Row Filtering#

In this tutorial, we will:

  • set up a Dask client and open an object catalog

  • filter rows of data using expressions involving column values

  • preview catalog data and query results

Introduction#

When a catalog is opened, it is available for operations. However, its data is is lazily loaded, and operations on it are unrealized, until computation is called for explicitly (using the .compute() method) or implicitly, with data preview functions.

[1]:
import lsdb
from dask.distributed import Client

1. Open a catalog#

We create a basic dask client, and open an existing HATS catalog—the ZTF DR14 catalog.

Additional Help

For additional information on dask client creation, please refer to the official Dask documentation and our Dask cluster configuration page for LSDB-specific tips. Note that dask also provides its own best practices, which may also be useful to consult.

For tips on accessing remote data, see our Accessing remote data guide

Create a basic Dask client, limiting the number of workers. This keeps subsequent operations from using more of our compute resources than we might intend, which is helpful in any case but especially when working on a shared resource.

[2]:
client = Client(n_workers=4, memory_limit="auto")
client
[2]:

Client

Client-523280ce-232f-11f1-96f6-8e6cf3dc31f8

Connection method: Cluster object Cluster type: distributed.LocalCluster
Dashboard: http://127.0.0.1:8787/status

Cluster Info

[3]:
ztf_object_path = "https://data.lsdb.io/hats/ztf_dr14/ztf_object"
ztf_object = lsdb.open_catalog(ztf_object_path)
ztf_object
[3]:
lsdb Catalog ztf_dr14:
ps1_objid ra dec ps1_gMeanPSFMag ps1_rMeanPSFMag ps1_iMeanPSFMag nobs_g nobs_r nobs_i mean_mag_g mean_mag_r mean_mag_i
npartitions=2352
Order: 3, Pixel: 0 int64[pyarrow] double[pyarrow] double[pyarrow] double[pyarrow] double[pyarrow] double[pyarrow] int32[pyarrow] int32[pyarrow] int32[pyarrow] double[pyarrow] double[pyarrow] double[pyarrow]
Order: 3, Pixel: 1 ... ... ... ... ... ... ... ... ... ... ... ...
... ... ... ... ... ... ... ... ... ... ... ... ...
Order: 4, Pixel: 3070 ... ... ... ... ... ... ... ... ... ... ... ...
Order: 4, Pixel: 3071 ... ... ... ... ... ... ... ... ... ... ... ...
12 out of 15 available columns in the catalog have been loaded lazily, meaning no data has been read, only the catalog schema

1.1. Previewing part of the data#

Computing an entire catalog requires loading all of its resulting data into memory, which is expensive and may lead to out-of-memory issues.

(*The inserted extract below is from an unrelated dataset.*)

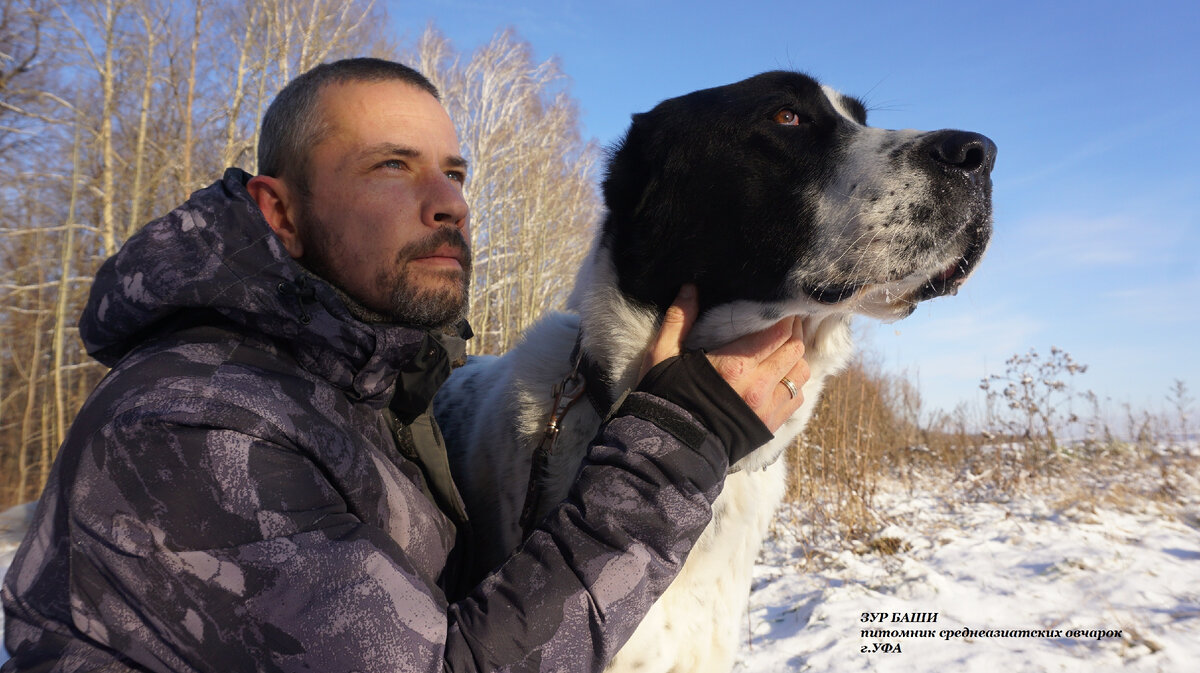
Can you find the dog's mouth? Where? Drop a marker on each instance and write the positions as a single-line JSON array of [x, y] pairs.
[[910, 290]]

Often, our goal is to have a peek at a slice of data to make sure the workflow output is reasonable (e.g., to assess if some new created columns are present and their values have been properly processed). head() is a Pandas-like method which allows us to preview part of the data for this purpose. It iterates over the existing catalog partitions, in sequence, and finds up to n number of rows from the first partition(s) which have are able to supply those rows. Related methods include .tail() and .sample().

There is also .random_sample(), but that method fetches rows from many partitions (rather than from first qualified), and so it can be much more expensive, even while it may be more representative.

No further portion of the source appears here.